Oracle's $Billions AMD GPU Deal Shakes Up AI Chip Market
Oracle's recent multi-billion dollar agreement with AMD to acquire 30,000 AMD MI355X GPUs is shaking up the AI chip market, signifying a move away from sole reliance on Nvidia. The deal, announced during Oracle's Q2 2025 earnings call, involves the deployment of AMD's high-performance MI355X GPUs, manufactured using TSMC's 3nm node and featuring AMD's CDNA 4 architecture. Each GPU boasts 288GB of HBM3E memory and a bandwidth of up to 8Tbps, operating at a TDP of 1,100W and requiring liquid cooling. Oracle's CTO, Larry Ellison, confirmed the significant investment, describing it as a "multi-billion dollar contract." These GPUs are considered a strong competitor to Nvidia's B100 and B200 offerings. While the location of the GPU cluster remains undisclosed, the deal's impact is undeniable.

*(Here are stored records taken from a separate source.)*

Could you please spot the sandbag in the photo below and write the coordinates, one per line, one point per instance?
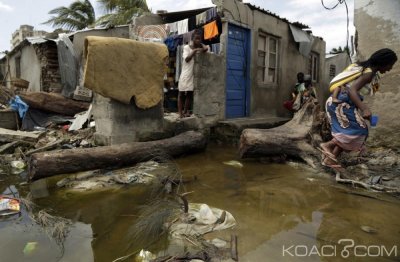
(123, 68)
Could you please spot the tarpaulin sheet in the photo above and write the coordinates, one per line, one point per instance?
(68, 65)
(122, 69)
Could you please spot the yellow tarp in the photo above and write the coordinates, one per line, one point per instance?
(122, 68)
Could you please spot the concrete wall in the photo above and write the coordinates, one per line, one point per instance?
(209, 96)
(118, 123)
(377, 24)
(268, 99)
(30, 67)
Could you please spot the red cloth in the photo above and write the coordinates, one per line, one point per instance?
(288, 105)
(210, 30)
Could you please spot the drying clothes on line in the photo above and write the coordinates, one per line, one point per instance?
(173, 42)
(187, 37)
(215, 48)
(172, 28)
(16, 104)
(201, 18)
(178, 61)
(210, 30)
(211, 14)
(192, 23)
(183, 26)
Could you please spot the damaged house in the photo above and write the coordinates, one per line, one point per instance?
(255, 56)
(35, 60)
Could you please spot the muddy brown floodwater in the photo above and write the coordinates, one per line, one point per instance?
(284, 212)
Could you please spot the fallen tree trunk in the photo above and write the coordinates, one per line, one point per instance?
(295, 138)
(55, 103)
(47, 164)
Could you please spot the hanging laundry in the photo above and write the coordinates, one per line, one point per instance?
(210, 30)
(187, 37)
(178, 61)
(211, 14)
(192, 23)
(201, 18)
(216, 48)
(183, 26)
(172, 28)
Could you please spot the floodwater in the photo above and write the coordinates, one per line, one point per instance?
(284, 212)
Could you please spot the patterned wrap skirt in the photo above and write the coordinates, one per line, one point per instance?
(349, 128)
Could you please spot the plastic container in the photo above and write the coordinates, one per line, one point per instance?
(374, 120)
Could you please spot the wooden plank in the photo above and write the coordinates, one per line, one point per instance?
(48, 164)
(7, 135)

This substantial investment in AMD chips is particularly noteworthy given Oracle's concurrent project, Stargate, which involves the deployment of 64,000 Nvidia GB200 GPUs at a Texas data center. Although Oracle anticipates signing contracts for Stargate "fairly soon," the AMD deal demonstrates a strategic diversification of hardware vendors. This trend reflects a broader shift among hyperscalers – large cloud service providers – to move beyond traditional AI chip leaders like Nvidia. Hyperscalers are increasingly seeking customized, efficient, and competitive solutions to meet their unique and evolving operational needs. The pursuit of such diverse partnerships aims to leverage the expertise and innovative technologies of multiple semiconductor companies.
This trend extends beyond Oracle. Google, for instance, has partnered with MediaTek for its next AI chip, supplementing its existing collaboration with Broadcom. Furthermore, companies like Meta are developing proprietary AI chips to reduce reliance on external vendors, even while remaining major customers of Nvidia. This internal chip development allows for optimization of processing power, memory architecture, and energy consumption, leading to enhanced performance and efficiency while mitigating supply chain risks and price volatility. The increasing complexity and scale of AI workloads, particularly the heavy demand for inference tasks, are driving this push for both higher performance and greater energy efficiency in AI chips. The competitive landscape is evolving rapidly, with hyperscalers adopting multifaceted strategies to maintain their edge in the rapidly developing AI sector.